|
Gesi BağlarıYazı ve Fotoğraflar: Emir YükselGesi Bağları'nda Dolanıyorum
Küçük bir kızdır O, gurbetten gelip gelin alırlar Gesi’ye. Uzağa yani. Yol yoktur o zamanlar; tabi ulaşım imkanı da. Annesini özler küçük kız, küçüktür kendi ama yüreğinde kocaman bir özlem büyütür, anne özlemi. Bekler, bekler ki ya kendi gidebilsin ya da bir haber gelsin. İmkansız olsun ve annesi çıksın gelsin. Koca desen vurdumduymaz, anlamaz adam; kaynana desen despot ve bu durum onun hoşuna gider. Aradan geçer zaman ve adam karnına bir bebek koyar ve hatta o bebek doğar ama nafile, özlem dayanılmaz olmuştur ve o mucize bile yerini dolduramaz anne özleminin.
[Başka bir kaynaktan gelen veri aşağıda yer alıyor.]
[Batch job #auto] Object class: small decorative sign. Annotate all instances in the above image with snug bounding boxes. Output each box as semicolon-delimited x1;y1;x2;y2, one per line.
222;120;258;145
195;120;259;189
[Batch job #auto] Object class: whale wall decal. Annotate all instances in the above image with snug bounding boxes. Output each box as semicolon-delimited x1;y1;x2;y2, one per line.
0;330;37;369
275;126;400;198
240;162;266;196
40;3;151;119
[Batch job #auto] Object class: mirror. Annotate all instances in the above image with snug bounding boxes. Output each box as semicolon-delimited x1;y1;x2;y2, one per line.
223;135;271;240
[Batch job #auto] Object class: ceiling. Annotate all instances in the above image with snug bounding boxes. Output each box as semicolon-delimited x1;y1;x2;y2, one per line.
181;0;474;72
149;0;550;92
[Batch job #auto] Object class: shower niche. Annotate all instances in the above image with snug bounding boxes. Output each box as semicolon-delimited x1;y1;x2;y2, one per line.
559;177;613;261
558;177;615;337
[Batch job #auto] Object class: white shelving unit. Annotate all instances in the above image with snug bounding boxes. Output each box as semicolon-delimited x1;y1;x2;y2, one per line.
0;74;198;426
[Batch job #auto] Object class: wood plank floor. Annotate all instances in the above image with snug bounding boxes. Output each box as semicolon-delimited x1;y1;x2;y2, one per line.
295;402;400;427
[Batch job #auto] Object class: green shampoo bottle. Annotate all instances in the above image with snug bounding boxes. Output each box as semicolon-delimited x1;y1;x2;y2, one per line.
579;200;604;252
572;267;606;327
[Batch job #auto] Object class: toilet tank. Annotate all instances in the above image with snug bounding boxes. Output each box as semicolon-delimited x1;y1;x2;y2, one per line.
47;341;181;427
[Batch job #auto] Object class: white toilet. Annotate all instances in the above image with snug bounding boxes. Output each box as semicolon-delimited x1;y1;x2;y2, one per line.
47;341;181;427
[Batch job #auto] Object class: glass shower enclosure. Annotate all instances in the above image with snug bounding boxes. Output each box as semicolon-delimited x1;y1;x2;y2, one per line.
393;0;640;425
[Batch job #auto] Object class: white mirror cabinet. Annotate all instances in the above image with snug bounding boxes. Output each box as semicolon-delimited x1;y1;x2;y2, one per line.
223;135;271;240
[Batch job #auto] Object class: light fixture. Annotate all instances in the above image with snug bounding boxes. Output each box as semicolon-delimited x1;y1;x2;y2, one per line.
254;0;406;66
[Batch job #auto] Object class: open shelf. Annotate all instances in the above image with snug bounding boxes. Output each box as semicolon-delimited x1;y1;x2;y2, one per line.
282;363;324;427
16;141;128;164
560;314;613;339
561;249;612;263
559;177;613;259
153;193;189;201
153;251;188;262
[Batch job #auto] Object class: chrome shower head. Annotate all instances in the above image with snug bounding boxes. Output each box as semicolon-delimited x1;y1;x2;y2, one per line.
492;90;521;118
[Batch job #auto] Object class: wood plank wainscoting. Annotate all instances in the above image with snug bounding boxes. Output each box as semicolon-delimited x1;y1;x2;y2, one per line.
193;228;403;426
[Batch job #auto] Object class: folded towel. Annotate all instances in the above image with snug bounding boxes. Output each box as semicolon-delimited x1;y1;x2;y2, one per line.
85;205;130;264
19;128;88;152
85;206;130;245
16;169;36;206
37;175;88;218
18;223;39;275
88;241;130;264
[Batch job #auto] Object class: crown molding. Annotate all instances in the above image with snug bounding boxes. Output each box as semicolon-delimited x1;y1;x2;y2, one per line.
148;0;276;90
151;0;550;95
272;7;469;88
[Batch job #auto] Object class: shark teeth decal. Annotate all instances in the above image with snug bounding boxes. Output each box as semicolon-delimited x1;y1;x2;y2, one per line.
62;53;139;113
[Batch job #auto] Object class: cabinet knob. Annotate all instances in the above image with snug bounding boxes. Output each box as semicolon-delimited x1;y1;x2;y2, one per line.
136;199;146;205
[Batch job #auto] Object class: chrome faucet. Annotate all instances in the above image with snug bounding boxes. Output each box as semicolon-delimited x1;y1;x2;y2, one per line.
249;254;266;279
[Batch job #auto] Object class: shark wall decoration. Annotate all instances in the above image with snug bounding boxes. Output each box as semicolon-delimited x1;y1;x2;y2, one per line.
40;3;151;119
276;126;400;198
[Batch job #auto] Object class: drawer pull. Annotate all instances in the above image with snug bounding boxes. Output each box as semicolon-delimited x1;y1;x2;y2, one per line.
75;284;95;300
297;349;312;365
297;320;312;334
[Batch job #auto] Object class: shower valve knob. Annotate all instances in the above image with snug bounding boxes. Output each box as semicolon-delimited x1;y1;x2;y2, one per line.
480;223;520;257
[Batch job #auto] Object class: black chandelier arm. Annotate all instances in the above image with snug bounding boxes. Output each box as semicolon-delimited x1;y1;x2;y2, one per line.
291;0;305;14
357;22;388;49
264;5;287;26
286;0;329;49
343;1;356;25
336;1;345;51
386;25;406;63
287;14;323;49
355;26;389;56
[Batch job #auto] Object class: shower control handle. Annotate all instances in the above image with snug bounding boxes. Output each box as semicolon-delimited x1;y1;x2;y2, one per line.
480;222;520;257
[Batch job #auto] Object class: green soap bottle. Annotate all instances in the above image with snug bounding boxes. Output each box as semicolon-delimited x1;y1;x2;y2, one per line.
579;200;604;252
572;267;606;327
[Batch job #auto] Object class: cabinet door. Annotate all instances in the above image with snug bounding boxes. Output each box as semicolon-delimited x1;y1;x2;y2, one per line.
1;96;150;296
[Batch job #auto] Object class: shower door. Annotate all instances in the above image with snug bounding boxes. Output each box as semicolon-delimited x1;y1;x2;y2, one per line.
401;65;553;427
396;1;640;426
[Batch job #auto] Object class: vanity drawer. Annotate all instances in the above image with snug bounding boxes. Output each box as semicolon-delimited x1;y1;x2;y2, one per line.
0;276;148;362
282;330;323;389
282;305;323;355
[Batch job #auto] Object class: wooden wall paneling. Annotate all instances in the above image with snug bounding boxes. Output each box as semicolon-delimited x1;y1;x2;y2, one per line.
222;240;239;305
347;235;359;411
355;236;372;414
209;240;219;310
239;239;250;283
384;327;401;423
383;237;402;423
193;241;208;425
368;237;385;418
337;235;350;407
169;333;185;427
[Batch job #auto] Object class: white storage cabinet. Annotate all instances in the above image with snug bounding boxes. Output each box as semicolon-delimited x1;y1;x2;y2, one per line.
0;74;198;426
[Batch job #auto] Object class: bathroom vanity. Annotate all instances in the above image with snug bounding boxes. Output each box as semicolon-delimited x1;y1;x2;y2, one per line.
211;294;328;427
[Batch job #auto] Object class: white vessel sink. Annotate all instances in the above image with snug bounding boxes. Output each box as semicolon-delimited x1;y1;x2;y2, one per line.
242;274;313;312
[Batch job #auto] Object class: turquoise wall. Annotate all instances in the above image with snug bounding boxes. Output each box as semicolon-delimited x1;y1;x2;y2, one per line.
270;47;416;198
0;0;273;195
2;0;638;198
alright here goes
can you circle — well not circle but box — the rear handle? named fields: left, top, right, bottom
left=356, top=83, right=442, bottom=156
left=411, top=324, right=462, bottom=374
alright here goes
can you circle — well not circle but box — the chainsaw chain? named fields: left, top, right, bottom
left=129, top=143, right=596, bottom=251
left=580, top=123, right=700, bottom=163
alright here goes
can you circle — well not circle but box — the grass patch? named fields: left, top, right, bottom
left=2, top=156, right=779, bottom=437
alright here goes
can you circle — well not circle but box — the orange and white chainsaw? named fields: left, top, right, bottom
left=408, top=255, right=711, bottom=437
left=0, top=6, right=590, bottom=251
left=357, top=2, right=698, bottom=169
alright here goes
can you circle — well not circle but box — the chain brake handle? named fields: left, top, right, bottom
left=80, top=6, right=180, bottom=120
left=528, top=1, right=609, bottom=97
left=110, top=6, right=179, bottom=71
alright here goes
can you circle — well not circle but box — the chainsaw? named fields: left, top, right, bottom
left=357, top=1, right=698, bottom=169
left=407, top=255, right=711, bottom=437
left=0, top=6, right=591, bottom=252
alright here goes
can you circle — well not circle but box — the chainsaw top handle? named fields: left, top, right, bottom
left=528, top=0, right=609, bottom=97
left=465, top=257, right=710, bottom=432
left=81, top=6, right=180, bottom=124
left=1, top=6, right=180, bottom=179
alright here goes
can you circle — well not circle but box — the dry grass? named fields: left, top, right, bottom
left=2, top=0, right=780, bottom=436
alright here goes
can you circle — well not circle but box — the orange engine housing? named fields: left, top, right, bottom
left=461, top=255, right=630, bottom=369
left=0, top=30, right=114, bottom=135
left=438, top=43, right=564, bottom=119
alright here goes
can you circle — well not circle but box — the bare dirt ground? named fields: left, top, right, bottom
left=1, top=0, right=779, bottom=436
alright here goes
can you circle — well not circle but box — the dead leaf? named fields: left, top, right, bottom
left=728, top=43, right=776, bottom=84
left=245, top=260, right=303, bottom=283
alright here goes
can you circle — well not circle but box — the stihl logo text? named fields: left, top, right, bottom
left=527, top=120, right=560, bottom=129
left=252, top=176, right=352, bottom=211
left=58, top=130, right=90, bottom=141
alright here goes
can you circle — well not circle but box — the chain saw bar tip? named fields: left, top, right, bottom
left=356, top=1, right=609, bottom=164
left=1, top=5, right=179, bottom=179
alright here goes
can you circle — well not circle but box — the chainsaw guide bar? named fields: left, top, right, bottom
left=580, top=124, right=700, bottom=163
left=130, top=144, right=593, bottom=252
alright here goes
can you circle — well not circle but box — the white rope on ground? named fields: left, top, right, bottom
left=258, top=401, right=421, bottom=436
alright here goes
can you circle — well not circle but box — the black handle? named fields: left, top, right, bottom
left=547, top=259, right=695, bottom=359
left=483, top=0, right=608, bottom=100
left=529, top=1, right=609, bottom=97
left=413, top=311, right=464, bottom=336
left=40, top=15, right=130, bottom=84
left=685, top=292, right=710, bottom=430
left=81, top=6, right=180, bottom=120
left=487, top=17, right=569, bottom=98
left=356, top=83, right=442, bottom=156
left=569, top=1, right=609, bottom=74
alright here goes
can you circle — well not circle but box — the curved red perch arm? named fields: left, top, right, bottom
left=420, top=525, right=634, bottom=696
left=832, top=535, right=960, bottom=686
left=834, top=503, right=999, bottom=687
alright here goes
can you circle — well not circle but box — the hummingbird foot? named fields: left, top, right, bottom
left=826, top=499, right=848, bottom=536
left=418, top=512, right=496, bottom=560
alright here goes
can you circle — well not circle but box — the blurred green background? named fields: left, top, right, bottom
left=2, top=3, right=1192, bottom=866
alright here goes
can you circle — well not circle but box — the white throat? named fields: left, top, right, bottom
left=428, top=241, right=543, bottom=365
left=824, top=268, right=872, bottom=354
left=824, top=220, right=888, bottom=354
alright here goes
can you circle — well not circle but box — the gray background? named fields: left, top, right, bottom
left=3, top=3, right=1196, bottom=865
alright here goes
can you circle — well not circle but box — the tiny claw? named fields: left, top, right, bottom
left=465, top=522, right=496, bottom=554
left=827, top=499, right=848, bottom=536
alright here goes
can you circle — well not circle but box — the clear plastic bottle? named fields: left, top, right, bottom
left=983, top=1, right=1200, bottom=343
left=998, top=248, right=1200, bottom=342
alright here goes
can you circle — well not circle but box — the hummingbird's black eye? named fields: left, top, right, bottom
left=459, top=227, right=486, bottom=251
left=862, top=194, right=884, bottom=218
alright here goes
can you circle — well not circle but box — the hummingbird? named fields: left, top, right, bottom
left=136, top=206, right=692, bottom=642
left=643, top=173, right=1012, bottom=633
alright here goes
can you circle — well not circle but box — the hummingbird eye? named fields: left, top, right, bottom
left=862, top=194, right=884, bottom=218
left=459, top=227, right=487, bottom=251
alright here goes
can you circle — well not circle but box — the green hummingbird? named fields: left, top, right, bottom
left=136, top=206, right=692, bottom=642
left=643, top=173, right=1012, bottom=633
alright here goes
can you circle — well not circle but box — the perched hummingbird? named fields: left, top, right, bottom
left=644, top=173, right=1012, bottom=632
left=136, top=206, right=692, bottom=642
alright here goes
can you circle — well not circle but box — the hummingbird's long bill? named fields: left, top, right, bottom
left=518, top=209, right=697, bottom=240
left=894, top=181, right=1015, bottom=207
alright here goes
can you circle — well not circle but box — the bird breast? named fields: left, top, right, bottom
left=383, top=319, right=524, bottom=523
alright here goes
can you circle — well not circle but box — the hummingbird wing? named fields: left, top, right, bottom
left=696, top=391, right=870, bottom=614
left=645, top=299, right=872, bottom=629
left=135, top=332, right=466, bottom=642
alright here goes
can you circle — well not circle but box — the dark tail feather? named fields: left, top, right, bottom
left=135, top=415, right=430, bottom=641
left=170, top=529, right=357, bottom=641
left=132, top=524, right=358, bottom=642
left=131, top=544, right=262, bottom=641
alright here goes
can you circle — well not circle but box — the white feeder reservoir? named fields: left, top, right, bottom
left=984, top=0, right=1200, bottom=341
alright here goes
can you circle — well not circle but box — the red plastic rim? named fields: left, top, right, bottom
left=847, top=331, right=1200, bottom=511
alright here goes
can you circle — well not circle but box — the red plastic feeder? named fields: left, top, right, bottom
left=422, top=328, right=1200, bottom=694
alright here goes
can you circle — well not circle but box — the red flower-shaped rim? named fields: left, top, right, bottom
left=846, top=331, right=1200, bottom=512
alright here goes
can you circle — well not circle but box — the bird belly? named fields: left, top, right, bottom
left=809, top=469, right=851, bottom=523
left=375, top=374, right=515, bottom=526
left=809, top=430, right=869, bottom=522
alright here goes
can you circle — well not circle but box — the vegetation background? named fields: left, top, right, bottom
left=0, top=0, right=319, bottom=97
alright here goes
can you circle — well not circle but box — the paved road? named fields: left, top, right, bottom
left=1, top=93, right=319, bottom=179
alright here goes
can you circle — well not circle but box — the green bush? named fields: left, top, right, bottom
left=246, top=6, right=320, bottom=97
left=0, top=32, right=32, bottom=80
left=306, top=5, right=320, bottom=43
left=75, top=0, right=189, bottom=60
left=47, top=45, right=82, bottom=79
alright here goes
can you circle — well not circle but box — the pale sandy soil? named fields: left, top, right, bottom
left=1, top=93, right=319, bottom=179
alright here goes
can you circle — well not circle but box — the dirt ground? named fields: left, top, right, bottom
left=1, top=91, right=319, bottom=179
Aylar yıllar geçer, ne kendi memleketine dönebilir ne de annesi O’na gelebilir ama haber gelir o uzaklardan. Beklenen değil ve hep uzak olması, duyulmak istenmeyen haberdir bu; ölüm haberi. Ölmüştür annesi kızın. Üzüntü ve kederle dolaşıp durur Gesi bağlarında ve dilinde de bu türkü ile. İnternet kaynaklarına göre 64 beyittir bu türkü, Gesi’li Ahmet amcaya göre ise 103 beyit. İki parçalı flüt taşır cebinde Ahmet amca, çıkartıp üfler melodisini Gesi bağlarına doğru. Herkes gibi yazın orada kalsa da kışın şehre iner ve orada bekler, tekrar geri döneceği zamanı; Gesi’ye.
Gesi, Kayseri şehir merkezine yaklaşık 20 km uzaklıkta olan ve her endüstriyel gelişimden uzak köyde olduğu gibi yalnızca yaşlı nüfusun barındığı, hatta onların da kışı şehir merkezinde geçirmeyi tercih ettikleri ve sadece yazları serinleme amaçlı geldikleri bir kasabadır. Yukarıda bahsi geçen türkü Gesi’yi herkesin bilmesini sağlamış olsa da Gesi’nin sahip olduğu tarih, doku ve kültürel birikimin önemi pek bilinmemektedir.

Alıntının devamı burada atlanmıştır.